Recruiting-Königin – so fühle ich mich, wenn es uns gelingt, den perfekt passenden Kandidaten für wenig renommierte Unternehmen an „schwierigen“ Standorten erfolgreich zu besetzen. Dann weiß ich, dass wir mit unseren Kunden und Kandidaten einen meisterhaften Prozess hingelegt haben.
Warum will kein Ingenieur in den Westerwald?
Wie schwierig bis unmöglich es für einige Unternehmen „im Niemandsland“ ist, habe ich lebhaft erfahren, als ein voriger Arbeitgeber meines Bruders mich um Unterstützung bat.
Nennen wir ihn Herr M., der eine mittelständische Baufirma mitten im Westerwald führt.

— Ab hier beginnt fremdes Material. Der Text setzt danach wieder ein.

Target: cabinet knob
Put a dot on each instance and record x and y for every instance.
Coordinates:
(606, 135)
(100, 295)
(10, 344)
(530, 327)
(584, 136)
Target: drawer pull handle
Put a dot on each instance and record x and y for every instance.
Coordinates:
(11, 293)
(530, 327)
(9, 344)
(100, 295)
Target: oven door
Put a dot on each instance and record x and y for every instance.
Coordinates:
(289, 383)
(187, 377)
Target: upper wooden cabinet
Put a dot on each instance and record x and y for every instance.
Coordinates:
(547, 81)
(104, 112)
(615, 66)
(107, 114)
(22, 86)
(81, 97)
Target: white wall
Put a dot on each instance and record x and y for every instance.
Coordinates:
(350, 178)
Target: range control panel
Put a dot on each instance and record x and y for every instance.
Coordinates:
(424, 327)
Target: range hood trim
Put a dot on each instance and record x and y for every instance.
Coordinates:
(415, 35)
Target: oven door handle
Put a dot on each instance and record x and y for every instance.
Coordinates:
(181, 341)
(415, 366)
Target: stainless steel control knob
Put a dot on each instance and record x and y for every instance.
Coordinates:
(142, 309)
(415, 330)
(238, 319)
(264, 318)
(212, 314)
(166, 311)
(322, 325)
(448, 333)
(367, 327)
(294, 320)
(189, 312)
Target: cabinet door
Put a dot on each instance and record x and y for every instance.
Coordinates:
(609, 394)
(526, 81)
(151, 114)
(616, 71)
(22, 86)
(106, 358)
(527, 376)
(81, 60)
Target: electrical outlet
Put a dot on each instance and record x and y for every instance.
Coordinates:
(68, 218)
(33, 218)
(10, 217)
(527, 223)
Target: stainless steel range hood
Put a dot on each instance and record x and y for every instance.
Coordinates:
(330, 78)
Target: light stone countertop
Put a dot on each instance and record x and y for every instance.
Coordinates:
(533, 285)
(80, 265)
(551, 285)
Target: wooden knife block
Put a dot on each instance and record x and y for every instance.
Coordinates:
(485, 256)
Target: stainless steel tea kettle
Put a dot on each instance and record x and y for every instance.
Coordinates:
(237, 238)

Er hatte innovative Ideen für die Weiterentwicklung seines Unternehmens, dazu volle Auftragsbücher mit interessanten Projekten für renommierte Auftraggeber.
Es ging um die Besetzung eines Bau-Ingenieurs. Weder hatte er eine Personalabteilung, noch hatte er von Recruiting eine große Ahnung. Eine teuer geschaltete Anzeige brachte nichts. Es herrschte große Ratlosigkeit, warum er einfach keinen Ingenieur finden konnte – und wie er es anstellen könnte.
Nach einem langen Gespräch wusste ich, dass ich Herrn M. nicht helfen kann – leider. Die Gründe:
- Hohe Anspruchshaltung. Es sollte unbedingt ein erfahrener Ingenieur sein. Ein jüngerer Ingenieur oder ein Bautechniker reiche nicht. Von den Aufgaben her hätte das vielleicht schon gereicht, jedoch wollte der Herr M. unbedingt endlich einmal einen gestandenen Ingenieur einstellen. Eine Frau hätte es übrigens auch lieber nicht sein sollen, ein Ausländer nur im Notfall (sic!).
- Zu niedriges Gehalt: Herr M. hatte eine Gehaltsvorstellung, die knapp über dem Gehalt eines Bautechnikers lag. Konkret: für einen Ingenieur hätte er rund 25.000 EUR aufs Jahresgehalt drauflegen müssen. Das wollte er nicht.
- Keine Unterstützung beim Umzug: natürlich hätte es auch ein Bau-Ingenieur von außerhalb sein können – aber bei der Wohnungssuche unterstützen wollte er nicht, das wäre zu viel Aufwand. Und ein finanzieller Beitrag sei auch nicht drin.
- Netzwerken nicht gewünscht: Herr M. hatte eine Aversion gegen Xing, LinkedIn – Facebook sowieso. Dass er selbst dort mit potenziellen Arbeitnehmern interagieren könnte, war ihm zu viel Arbeit.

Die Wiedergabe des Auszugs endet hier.